125. Valid Palindrome

July 2023 | Solving the easy valid palindrome LeetCode problem

A phrase is a palindrome if, after converting all uppercase letters into lowercase letters and removing all non-alphanumeric characters, it reads the same forward and backward. Alphanumeric characters include letters and numbers.

Given a string s, return true if it is a palindrome, or false otherwise.


Input: s = "A man, a plan, a canal: Panama"
Output: true
Explanation: "amanaplanacanalpanama" is a palindrome.
Input: s = "race a car"
Output: false
Explanation: "raceacar" is not a palindrome.
Input: s = " "
Output: true
Explanation: s is an empty string "" after removing non-alphanumeric characters.
Since an empty string reads the same forward and backward, it is a palindrome.

Solution 1

class Solution:
    def isPalindrome(self, s: str) -> bool:
        new_string = ""

        # remove all non-alphanumeric
        for char in s:
            if char.isalnum():
                new_string += char.lower()
        return new_string == new_string[::-1]

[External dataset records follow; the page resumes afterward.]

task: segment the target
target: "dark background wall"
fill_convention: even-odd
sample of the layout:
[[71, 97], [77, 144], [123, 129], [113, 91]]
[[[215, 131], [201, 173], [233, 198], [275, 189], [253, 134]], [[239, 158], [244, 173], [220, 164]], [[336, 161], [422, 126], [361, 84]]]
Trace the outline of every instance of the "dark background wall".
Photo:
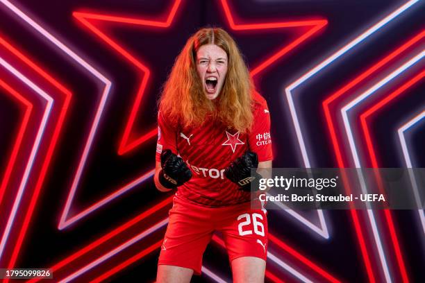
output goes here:
[[[257, 89], [267, 99], [272, 121], [272, 134], [274, 144], [274, 166], [300, 167], [302, 161], [299, 145], [290, 117], [285, 88], [331, 56], [339, 49], [362, 34], [381, 19], [396, 10], [406, 1], [333, 1], [333, 0], [247, 0], [229, 1], [230, 9], [236, 24], [261, 24], [301, 19], [326, 19], [327, 25], [297, 46], [285, 55], [277, 58], [272, 65], [254, 78]], [[247, 63], [253, 69], [270, 55], [299, 38], [308, 28], [296, 27], [238, 31], [229, 25], [219, 1], [183, 1], [169, 27], [150, 26], [147, 23], [123, 24], [110, 20], [91, 20], [90, 23], [109, 39], [119, 44], [123, 50], [117, 50], [111, 42], [101, 38], [73, 16], [73, 12], [88, 12], [112, 15], [132, 19], [144, 19], [165, 22], [170, 10], [172, 1], [16, 1], [12, 2], [26, 15], [34, 19], [58, 40], [78, 54], [111, 82], [99, 127], [93, 139], [81, 177], [76, 189], [67, 218], [77, 215], [98, 203], [107, 196], [125, 188], [135, 180], [149, 172], [154, 166], [156, 135], [139, 143], [124, 154], [119, 154], [124, 128], [128, 123], [135, 99], [146, 80], [142, 89], [142, 103], [138, 107], [135, 119], [128, 136], [128, 142], [144, 137], [156, 128], [156, 101], [161, 86], [173, 65], [174, 60], [188, 37], [200, 27], [222, 26], [235, 39], [244, 53]], [[353, 78], [366, 71], [392, 51], [424, 31], [423, 1], [418, 1], [380, 28], [369, 37], [359, 43], [351, 51], [342, 56], [335, 63], [321, 71], [294, 90], [294, 101], [308, 143], [312, 166], [337, 167], [338, 166], [329, 132], [324, 118], [322, 101], [342, 87]], [[169, 199], [170, 195], [161, 194], [154, 188], [150, 175], [143, 182], [131, 187], [98, 209], [82, 217], [73, 224], [58, 230], [58, 225], [73, 180], [83, 153], [88, 135], [92, 127], [95, 111], [101, 102], [105, 84], [91, 74], [72, 57], [67, 55], [31, 24], [0, 3], [0, 35], [37, 65], [66, 87], [72, 98], [67, 110], [65, 121], [51, 160], [47, 167], [45, 178], [40, 187], [35, 209], [27, 230], [21, 228], [28, 212], [30, 200], [33, 199], [38, 177], [44, 157], [47, 154], [54, 130], [54, 123], [48, 123], [46, 139], [42, 139], [40, 156], [38, 155], [33, 173], [28, 177], [27, 189], [17, 211], [15, 223], [12, 226], [10, 239], [6, 246], [0, 266], [6, 267], [14, 250], [19, 250], [15, 266], [22, 268], [51, 268], [68, 258], [102, 236], [120, 227], [123, 223], [150, 210], [158, 203]], [[149, 23], [147, 23], [149, 24]], [[108, 43], [109, 42], [109, 43]], [[408, 60], [424, 49], [424, 40], [407, 49], [374, 76], [363, 81], [332, 108], [338, 118], [343, 102], [358, 95], [378, 80], [390, 74]], [[124, 49], [126, 50], [125, 53]], [[1, 49], [2, 58], [14, 62], [17, 69], [31, 69], [5, 49]], [[129, 59], [126, 54], [131, 54]], [[134, 63], [141, 62], [147, 68], [147, 74]], [[28, 86], [1, 68], [1, 80], [14, 87], [34, 105], [24, 139], [20, 155], [9, 182], [3, 202], [0, 203], [1, 231], [9, 219], [10, 209], [22, 180], [26, 160], [31, 151], [30, 142], [33, 140], [46, 107], [45, 101], [37, 96]], [[421, 70], [423, 62], [403, 72], [393, 81], [385, 85], [376, 98], [370, 99], [360, 107], [365, 110], [379, 98], [408, 80]], [[22, 71], [24, 72], [24, 71]], [[52, 121], [59, 119], [65, 103], [63, 93], [58, 91], [46, 80], [40, 78], [32, 71], [28, 77], [38, 82], [43, 89], [54, 93]], [[34, 73], [34, 74], [33, 74]], [[37, 73], [37, 72], [35, 72]], [[46, 90], [47, 92], [47, 90]], [[0, 88], [0, 164], [3, 176], [8, 168], [10, 153], [16, 144], [22, 117], [22, 107], [16, 103], [6, 89]], [[406, 166], [397, 135], [397, 129], [417, 114], [425, 105], [425, 88], [423, 80], [407, 89], [396, 103], [389, 104], [371, 120], [371, 132], [376, 144], [379, 166], [382, 167]], [[360, 113], [360, 110], [358, 112]], [[358, 119], [353, 115], [352, 125], [357, 132]], [[338, 118], [341, 120], [340, 116]], [[49, 122], [51, 123], [51, 122]], [[339, 123], [339, 122], [338, 122]], [[413, 166], [423, 167], [425, 164], [423, 145], [425, 131], [423, 122], [410, 137], [409, 146], [415, 160]], [[341, 131], [342, 132], [342, 131]], [[343, 133], [343, 132], [342, 132]], [[25, 136], [25, 137], [27, 137]], [[33, 137], [31, 139], [31, 137]], [[343, 144], [348, 144], [347, 138]], [[358, 151], [366, 160], [366, 148], [359, 143]], [[348, 149], [343, 148], [343, 149]], [[346, 156], [349, 156], [347, 154]], [[347, 166], [353, 166], [347, 160]], [[365, 166], [370, 164], [365, 163]], [[1, 177], [2, 178], [3, 177]], [[128, 228], [122, 234], [108, 239], [86, 254], [72, 259], [54, 271], [57, 280], [64, 279], [90, 263], [126, 243], [158, 221], [165, 219], [167, 203], [162, 208], [147, 215], [142, 221]], [[389, 270], [394, 282], [401, 280], [402, 272], [394, 252], [394, 240], [389, 235], [388, 222], [382, 212], [377, 216], [380, 232], [389, 262]], [[318, 225], [316, 212], [300, 212]], [[424, 231], [417, 211], [393, 211], [392, 220], [397, 237], [409, 279], [419, 282], [423, 274]], [[381, 215], [382, 214], [382, 215]], [[365, 214], [360, 216], [367, 245], [375, 247], [373, 237], [367, 224]], [[270, 211], [269, 225], [273, 235], [292, 247], [320, 266], [333, 277], [344, 282], [368, 280], [363, 257], [358, 244], [357, 234], [353, 225], [349, 211], [324, 212], [329, 237], [325, 239], [288, 214], [282, 211]], [[138, 241], [121, 252], [109, 257], [101, 264], [74, 279], [76, 282], [93, 280], [115, 266], [131, 259], [146, 248], [160, 241], [165, 231], [162, 226], [142, 239]], [[24, 233], [23, 244], [17, 249], [17, 239]], [[3, 232], [2, 232], [3, 233]], [[128, 243], [128, 242], [127, 242]], [[154, 246], [156, 247], [156, 246]], [[131, 264], [107, 276], [109, 282], [152, 282], [155, 280], [159, 248], [153, 248], [146, 255], [138, 258]], [[280, 260], [288, 263], [306, 277], [317, 282], [329, 281], [320, 272], [303, 264], [299, 256], [285, 251], [282, 246], [271, 243], [269, 252]], [[384, 280], [379, 257], [373, 248], [369, 250], [372, 270], [377, 281]], [[204, 266], [227, 281], [231, 278], [229, 264], [224, 250], [212, 243], [204, 255]], [[398, 264], [399, 263], [399, 264]], [[292, 273], [285, 270], [275, 261], [267, 264], [267, 280], [277, 278], [284, 282], [299, 281]], [[270, 275], [270, 274], [274, 275]], [[210, 276], [203, 275], [194, 277], [195, 282], [214, 281]]]

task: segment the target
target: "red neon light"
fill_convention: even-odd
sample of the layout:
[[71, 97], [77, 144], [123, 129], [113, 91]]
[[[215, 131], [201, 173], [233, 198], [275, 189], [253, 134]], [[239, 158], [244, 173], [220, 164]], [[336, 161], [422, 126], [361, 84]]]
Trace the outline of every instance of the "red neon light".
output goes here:
[[[62, 259], [60, 261], [59, 261], [57, 264], [56, 264], [55, 265], [53, 265], [51, 268], [52, 271], [53, 272], [56, 272], [56, 271], [60, 270], [60, 268], [62, 268], [62, 267], [66, 266], [67, 264], [69, 264], [72, 261], [76, 260], [78, 257], [82, 257], [83, 255], [87, 254], [88, 252], [89, 252], [91, 250], [92, 250], [95, 248], [97, 248], [97, 247], [99, 246], [100, 245], [106, 243], [107, 241], [111, 239], [112, 238], [117, 236], [120, 233], [122, 233], [123, 232], [125, 232], [126, 230], [129, 229], [133, 225], [134, 225], [137, 224], [138, 223], [140, 222], [142, 220], [143, 220], [143, 219], [150, 216], [151, 215], [153, 215], [155, 212], [156, 212], [158, 210], [160, 210], [160, 209], [165, 207], [166, 206], [170, 205], [172, 203], [172, 201], [173, 201], [173, 198], [174, 198], [174, 196], [169, 196], [169, 197], [167, 198], [165, 200], [164, 200], [161, 201], [160, 203], [155, 205], [154, 206], [153, 206], [152, 207], [149, 208], [149, 209], [147, 209], [144, 212], [139, 214], [136, 217], [135, 217], [135, 218], [131, 219], [130, 221], [126, 222], [125, 223], [121, 225], [118, 228], [113, 229], [112, 231], [110, 231], [108, 234], [102, 236], [99, 239], [98, 239], [96, 241], [92, 242], [91, 243], [90, 243], [88, 246], [85, 246], [84, 248], [83, 248], [82, 249], [79, 250], [78, 251], [77, 251], [76, 252], [74, 252], [71, 255], [67, 257], [65, 259]], [[38, 282], [39, 280], [38, 280], [38, 279], [32, 279], [30, 281], [28, 281], [28, 283], [29, 282], [34, 283], [34, 282]]]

The solution uses extra memory by building a new string and then reversing it.

Solution 2: two pointers

Using constant memory (O(1)) using two pointers. Continuously increment the left and decrement the right pointer until they meet in the middle/pass each other

class Solution:
    def isPalindrome(self, s: str) -> bool:
        left, right = 0, len(s) - 1

        while left < right:
            # ensure that left does not pass right
            while left < right and not self.isAlphaNum(s[left]):
                left += 1
            while right > left and not self.isAlphaNum(s[right]):
                right -= 1

            if s[left].lower() != s[right].lower():
                return False

            left, right = left + 1, right - 1

        return True

    def isAlphaNum(self, c):
        return ord('A') <= ord(c) <= ord('Z') or ord('a') <= ord(c) <= ord('z') or ord('0') <= ord(c) <= ord('9')